Given the importance of time-varying environmental events, such as weather fluctuations and natural disasters, and due to the possibilities for convincing causal inference stemming from exogenous change, several studies have evaluated the importance of environmental shocks in economic history. Several papers have examined immediate economic effects of events such as droughts, floods, and the spread of new diseases. Much of this literature has focused on the US. Davis et al. (2009), for example, use the weather-driven variations in 19th century cotton crops to infer a causal effect on non-agricultural business cycles; greater cotton exports increased the supply of high-powered money in the economy. Fishback et al. (2011), similarly, have investigated whether climate or weather affected mortality rates during the Great Depression. Other papers have examined the effects of similar shocks in other parts of the world: Fenske and Kala (2015) and Rönnbäck (2014), for example, have both examined the role of temperature fluctuations in the transatlantic slave trade and found that these affected the extent of participation in the slave trade and prices in African markets.

The relative ease with which events such as conflict and political transitions in the historical context can be recorded, and their importance in impacting the course of history, have made these the focus of a considerable volume of work. Hsiang et al. (2013) provide an extensive bibliography that includes several historical examples. Christian and Fenske (2015) and Papaioannou and de Haas (2015) have linked episodes of adverse weather to unrest and crime, respectively, during the colonial period in Africa. For China, both Jia (2014) and Bai and Kung (2011) have similarly used fluctuations in weather to explain historical episodes of violence. Chaney (2013) has found that years of deviant Nile floods reduced the chances that the highest-ranking religious authority in Muslim Egypt was replaced. These studies have taken data on historic weather from archival sources or historic reconstructions and merged these with both primary and secondary sources that document conflict and political transitions, in order to produce historic datasets covering environmental economic history.

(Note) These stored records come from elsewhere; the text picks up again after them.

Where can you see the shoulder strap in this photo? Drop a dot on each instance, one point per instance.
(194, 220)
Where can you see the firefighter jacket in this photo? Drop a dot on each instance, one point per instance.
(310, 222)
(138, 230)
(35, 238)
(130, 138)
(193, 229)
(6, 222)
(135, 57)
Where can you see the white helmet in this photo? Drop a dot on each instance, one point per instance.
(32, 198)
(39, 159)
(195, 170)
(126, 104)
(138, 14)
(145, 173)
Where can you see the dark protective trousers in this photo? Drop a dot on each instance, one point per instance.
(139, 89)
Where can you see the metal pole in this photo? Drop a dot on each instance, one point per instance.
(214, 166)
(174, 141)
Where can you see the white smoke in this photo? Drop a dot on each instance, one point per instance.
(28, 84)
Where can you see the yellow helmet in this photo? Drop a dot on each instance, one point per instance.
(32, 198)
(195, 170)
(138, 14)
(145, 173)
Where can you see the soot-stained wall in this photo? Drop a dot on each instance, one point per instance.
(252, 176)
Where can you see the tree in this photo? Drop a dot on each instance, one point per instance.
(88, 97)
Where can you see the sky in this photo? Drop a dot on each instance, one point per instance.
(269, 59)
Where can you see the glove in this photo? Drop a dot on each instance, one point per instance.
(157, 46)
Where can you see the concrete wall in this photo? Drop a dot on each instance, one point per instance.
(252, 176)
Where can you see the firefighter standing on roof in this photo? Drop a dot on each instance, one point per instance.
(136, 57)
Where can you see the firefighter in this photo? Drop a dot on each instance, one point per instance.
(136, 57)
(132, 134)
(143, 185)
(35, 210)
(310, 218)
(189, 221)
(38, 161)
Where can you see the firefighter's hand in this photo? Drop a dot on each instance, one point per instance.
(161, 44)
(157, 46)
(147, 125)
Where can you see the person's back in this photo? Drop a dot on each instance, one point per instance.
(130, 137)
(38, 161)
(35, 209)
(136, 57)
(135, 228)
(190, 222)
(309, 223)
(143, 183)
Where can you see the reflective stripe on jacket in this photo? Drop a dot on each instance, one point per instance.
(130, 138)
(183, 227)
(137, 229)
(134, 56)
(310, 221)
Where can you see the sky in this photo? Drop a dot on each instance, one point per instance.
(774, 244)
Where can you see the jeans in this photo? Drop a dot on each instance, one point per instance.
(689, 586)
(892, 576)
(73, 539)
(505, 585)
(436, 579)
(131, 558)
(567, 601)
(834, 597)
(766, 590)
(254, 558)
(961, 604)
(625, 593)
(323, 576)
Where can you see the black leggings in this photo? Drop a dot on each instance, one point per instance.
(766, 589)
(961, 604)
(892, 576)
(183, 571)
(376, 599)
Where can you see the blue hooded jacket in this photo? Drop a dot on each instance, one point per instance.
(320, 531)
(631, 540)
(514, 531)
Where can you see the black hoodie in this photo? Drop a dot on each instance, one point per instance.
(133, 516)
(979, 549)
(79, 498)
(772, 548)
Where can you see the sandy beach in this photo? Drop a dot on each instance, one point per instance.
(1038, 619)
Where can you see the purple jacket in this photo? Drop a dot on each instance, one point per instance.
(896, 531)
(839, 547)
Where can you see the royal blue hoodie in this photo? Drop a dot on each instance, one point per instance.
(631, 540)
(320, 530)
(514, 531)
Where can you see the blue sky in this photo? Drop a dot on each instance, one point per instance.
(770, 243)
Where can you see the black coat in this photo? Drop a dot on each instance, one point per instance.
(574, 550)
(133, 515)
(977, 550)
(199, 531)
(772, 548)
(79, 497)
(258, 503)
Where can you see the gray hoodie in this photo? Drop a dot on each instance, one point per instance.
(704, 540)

Other work has traced out the longer-run effects of environmental catastrophes by contrasting the later trajectories of places or individuals affected by these events with reasonable comparison groups who were not similarly treated. By geocoding soil erosion maps, writers such as Cutler et al. (2007) and Arthi (2014) have examined the long run health impacts of America’s dust bowl era on individuals, while Hornbeck (2012b) has traced its implications for land values, population, and agricultural development. The long-run consequences of droughts on the eve of the Mexican revolution (Dell 2012), the spread of the boll weevil (Lange et al. 2009) and the Great Mississippi Flood (Hornbeck and Naidu 2014) have received similar treatment. By demonstrating that these effects often persist up to the present, these works have shown the relevance of environmental history for understanding modern development.


Environmental history is now a mature field, and the environmental sub-field of economic history is well-developed, but the integration of these literatures is, as yet, less than ideal. It is our hope that findings, data sources and methods from the environmental economic history literature will further enrich the writing of environmental history. Furthermore, several important themes in the environmental history literature have received limited attention from economists, such as the dynamic relationship between successive Chinese states and their environment (Elvin 2008), the welfare implications of colonial forest reservation (Gadgil and Guha 1993), and the political economy of colonial land conservation (Mackenzie 1998). The natural environment has played an important part in the development of societies, often mediated by its impact on their institutions, and we look forward to seeing the integration of new methods and questions in service of this important topic.